Logically, this statement could be true or it could be false. But how do we know the answer to this question? The simplified version is
- We are paying attention.
- The cloud server tries to connect to your car over the cellular network.
- If the car is on the network, it returns the transmission state.
- If the transmission state is either D, N, R then we know you are driving at a specific time.
(The actual logic coordinates more data-points than this, including phone accelerometer and GPS.)
In the world of boolean logic, the car is driving, or it is not driving. In the real world, if any of those steps fail — the most common reason is that you are driving through an area will no cell reception, which is a huge part of the North Eastern US where I mainly drive, and also plenty of parts inside of New York City where the buildings block things, or maybe that you are in a tunnel or parking underground or whatever — then we don’t know what you re doing. The statement isn’t true or false, the statement has an absence of evidence, it could be truish or falsish, it exists in a limbo state.
In most programming languages you don’t deal with ones and zeros, you actually deal with variables that have values which is nice because one of those values is “no value set”. The database language SQL even has a nice NULL for those values that just aren’t known yet, and I’m going to use that 70s all caps awesomeness to break it down.
How do we answer the question, “Is the car driving?” when we can only sample the car at an irregular frequency and some amount communication failure guaranteed?
First, we need to keep track of when we know something, knowledge of the world must be tied to a time and never exists outside of that. Then we need to decide how long we remember that without a sample. The vast majority of things are temporary, and a theory of the world needs to be constantly propped up with incoming data and slowly unwind itself over time when nothing is there. When nothing is happening we should quietly go hibernate.
remember_for :driving, 20.minutes
know :driving, transmission_engaged?, timestamp
This says, remember the knowledge of driving for 10 minutes without an event.
Lets talk though a series of events where someone drove from 8:12 to 8:45 though a cell deadzone into an underground garage where they parked. We get a few events, first that the car was parked, then a few driving events before we enter into a area with really spotty service at 8:20, and finally a few before we leave the thing in the garage for a while. Then the car drove at 11:40 until 12:00, but we only got one measly data point, all listed on the left.

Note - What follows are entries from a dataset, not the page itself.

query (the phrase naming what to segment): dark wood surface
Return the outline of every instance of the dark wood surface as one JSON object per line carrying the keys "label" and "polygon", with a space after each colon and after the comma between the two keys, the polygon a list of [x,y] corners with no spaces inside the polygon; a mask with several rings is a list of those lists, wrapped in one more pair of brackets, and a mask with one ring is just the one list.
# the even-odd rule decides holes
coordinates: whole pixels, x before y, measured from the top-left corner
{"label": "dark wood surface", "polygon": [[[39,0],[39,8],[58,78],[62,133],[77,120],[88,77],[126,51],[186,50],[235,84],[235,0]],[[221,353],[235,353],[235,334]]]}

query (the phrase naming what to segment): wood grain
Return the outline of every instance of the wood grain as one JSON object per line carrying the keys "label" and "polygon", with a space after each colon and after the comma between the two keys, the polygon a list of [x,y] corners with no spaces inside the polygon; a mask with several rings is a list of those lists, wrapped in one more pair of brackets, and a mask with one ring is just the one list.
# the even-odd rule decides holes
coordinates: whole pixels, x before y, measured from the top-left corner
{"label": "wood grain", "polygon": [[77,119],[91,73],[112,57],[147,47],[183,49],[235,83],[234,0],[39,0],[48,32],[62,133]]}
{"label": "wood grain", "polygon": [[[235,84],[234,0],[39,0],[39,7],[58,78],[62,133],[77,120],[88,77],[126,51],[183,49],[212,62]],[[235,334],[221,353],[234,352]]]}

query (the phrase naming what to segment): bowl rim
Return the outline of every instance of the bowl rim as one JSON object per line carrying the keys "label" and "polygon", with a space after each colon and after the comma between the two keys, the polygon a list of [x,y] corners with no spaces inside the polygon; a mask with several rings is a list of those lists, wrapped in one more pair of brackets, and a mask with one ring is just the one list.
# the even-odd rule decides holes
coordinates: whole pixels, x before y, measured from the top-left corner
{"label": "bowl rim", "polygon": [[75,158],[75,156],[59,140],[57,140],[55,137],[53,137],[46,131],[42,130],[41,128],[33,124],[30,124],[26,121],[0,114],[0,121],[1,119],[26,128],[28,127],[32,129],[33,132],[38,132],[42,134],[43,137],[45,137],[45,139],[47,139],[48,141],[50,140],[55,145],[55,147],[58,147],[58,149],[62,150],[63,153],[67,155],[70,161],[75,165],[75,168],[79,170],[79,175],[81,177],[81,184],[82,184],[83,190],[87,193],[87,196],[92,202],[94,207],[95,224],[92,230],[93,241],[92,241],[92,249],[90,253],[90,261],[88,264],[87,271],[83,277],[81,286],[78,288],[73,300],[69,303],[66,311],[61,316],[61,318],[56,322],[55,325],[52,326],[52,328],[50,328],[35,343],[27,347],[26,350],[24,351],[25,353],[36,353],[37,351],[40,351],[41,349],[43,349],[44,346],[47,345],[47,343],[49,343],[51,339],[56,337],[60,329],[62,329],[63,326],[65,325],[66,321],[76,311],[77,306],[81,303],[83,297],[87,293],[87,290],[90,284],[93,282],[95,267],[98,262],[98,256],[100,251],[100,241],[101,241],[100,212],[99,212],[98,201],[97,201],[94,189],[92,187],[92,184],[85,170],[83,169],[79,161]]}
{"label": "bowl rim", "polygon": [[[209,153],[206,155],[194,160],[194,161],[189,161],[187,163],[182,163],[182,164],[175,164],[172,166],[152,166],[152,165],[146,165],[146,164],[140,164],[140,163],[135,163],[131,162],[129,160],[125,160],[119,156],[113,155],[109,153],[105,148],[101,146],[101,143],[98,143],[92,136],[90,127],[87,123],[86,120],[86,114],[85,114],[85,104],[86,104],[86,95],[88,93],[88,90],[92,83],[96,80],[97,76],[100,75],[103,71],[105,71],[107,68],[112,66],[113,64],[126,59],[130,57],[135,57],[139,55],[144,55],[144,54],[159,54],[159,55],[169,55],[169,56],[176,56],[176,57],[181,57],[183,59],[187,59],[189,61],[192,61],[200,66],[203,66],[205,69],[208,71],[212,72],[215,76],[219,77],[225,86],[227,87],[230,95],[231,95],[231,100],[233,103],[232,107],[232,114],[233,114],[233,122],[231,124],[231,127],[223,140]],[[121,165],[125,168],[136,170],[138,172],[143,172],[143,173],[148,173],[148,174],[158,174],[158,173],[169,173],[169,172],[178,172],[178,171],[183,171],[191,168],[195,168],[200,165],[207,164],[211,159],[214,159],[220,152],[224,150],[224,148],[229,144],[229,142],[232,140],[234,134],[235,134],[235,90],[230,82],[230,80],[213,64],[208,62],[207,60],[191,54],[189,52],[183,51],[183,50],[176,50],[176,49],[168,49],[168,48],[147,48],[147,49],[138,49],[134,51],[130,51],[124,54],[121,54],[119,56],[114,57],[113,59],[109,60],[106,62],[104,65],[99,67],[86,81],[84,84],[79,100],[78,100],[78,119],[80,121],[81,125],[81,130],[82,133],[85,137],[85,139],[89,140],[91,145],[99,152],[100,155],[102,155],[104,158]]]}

Lets break down what the system knows now about the existing data. Before we have data, we don’t know anything. Then we know the car is parked, and driving for a while. Since we remember for 10 minutes, at 8:28 we “forget” that the car is driving and go back to not knowing anything. Then we know about that the car is driving from 8:30 but we again forget what’s happening at 8:42 until we know that they car is stopped at 8:45. Similarly the trip around lunch only has limited data. We know something is happening, but its not really clear, just one event at 11:45.
The question now becomes, how do we interpret these changes? What does it mean that we were driving and then we don’t know that we were driving, what do we do in these situations?
We look at the transitions between states. 2 values with 3 states means that there are 6 total things to think about.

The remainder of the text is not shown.